Sekadar mengingatkan, vaksin berbayar KF itu sejatinya bagian dari vaksin gotong-royong berbayar yang dikoordinasi oleh Kadin. Selain untuk konsumen korporasi, yang memvaksin nakernya, vaksin berbayar itu -- menurut Permenkes 19/2021) -- juga boleh dipasarkan kepada konsumen individu. Kalau masalahnya komersialisasi, mengapa vaksin berbayar untuk korporasi tak dipersoalkan? [6]
Ada yang mengatakan bahwa vaksin berbayar itu kejam. Katanya, ibarat rakyat tertimpa bencana banjir, lalu pemerintah menyediakan dua opsi penyelamatan: pakai tongkang gratis tapi penuh sesak, atau pakai kapal pesiar tapi harus bayar tiket. Tentu saja itu argumen ikan hering merah (red herring argument), argumen yang keluar dari konteks persoalan, semata-mata untuk memaksakan ide pemerintah yang lalim, kejam, dan tak berkeadilan.
Argumen itu tak relevan karena mengabaikan perbedaan antara pemerintah sebagai entitas politik dan organisasi pemerintah, termasuk BUMN seperti KF, sebagai entitas bisnis. Masing-masing entitas itu bekerja dengan landasan undang-undangnya sendiri. Tidak boleh dicampur-adukkan, atau dianggap sama saja (sama-sama pemerintah).
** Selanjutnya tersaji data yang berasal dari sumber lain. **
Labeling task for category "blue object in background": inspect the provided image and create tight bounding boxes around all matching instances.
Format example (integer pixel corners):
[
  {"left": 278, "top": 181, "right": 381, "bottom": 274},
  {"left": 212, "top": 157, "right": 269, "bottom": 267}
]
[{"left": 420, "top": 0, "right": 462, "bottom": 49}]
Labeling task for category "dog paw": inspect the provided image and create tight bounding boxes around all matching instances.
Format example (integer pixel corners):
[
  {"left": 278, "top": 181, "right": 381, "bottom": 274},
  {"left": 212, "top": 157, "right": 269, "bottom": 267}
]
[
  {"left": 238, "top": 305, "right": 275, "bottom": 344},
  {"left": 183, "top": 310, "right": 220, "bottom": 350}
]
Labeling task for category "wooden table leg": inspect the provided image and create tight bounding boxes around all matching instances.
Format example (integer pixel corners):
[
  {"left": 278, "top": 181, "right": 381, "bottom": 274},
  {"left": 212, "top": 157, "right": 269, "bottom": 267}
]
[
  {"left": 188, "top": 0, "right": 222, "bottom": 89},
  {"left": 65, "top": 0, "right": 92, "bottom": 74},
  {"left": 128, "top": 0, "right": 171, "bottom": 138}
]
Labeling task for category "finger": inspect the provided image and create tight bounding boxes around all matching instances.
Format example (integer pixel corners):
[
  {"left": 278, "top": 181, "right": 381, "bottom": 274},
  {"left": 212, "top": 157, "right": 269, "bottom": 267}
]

Bekerja berdasar UU BUMN 19/2003, suatu BUMN seperti KF dimaksukan antara lain untuk: pertama, memberikan sumbangan bagi perkembangan perekonomian nasional pada umumnya dan penerimaan negara pada khususnya; kedua, mengejar keuntungan; ketiga, menyelenggarakan kemanfaatan umum berupa penyediaan barang dan/atau jasa yang bermutu tinggi dan memadai bagi pemenuhan hajat hidup orang banyak (Pasal 2).
Dari tiga tujuan BUMN tersebut, manakah yang diingkari oleh KF dengan melakukan komersialisasi vaksin Covid-19. Penerimaan pada negara, terpenuhi. Keuntungan, terpenuhi, walau nilainya mungkin terbatas. Kemanfaatan umum, ya, karena memberi peluang lain jalur vaksinasi bagi khalayak.
Mungkin harganya dianggap terlalu tinggi? Harga vaksin Sinopharm Rp 321.660 per dosis, tarif maksimal pelayanan vaksinasi Rp 117.910 per dosis. Jadi total harga dua dosis Rp Rp 879.140. Kalau harga ini dianggap terlalu tinggi, silahkan kritik dengan memberikan perhitungan harga yang selayaknya.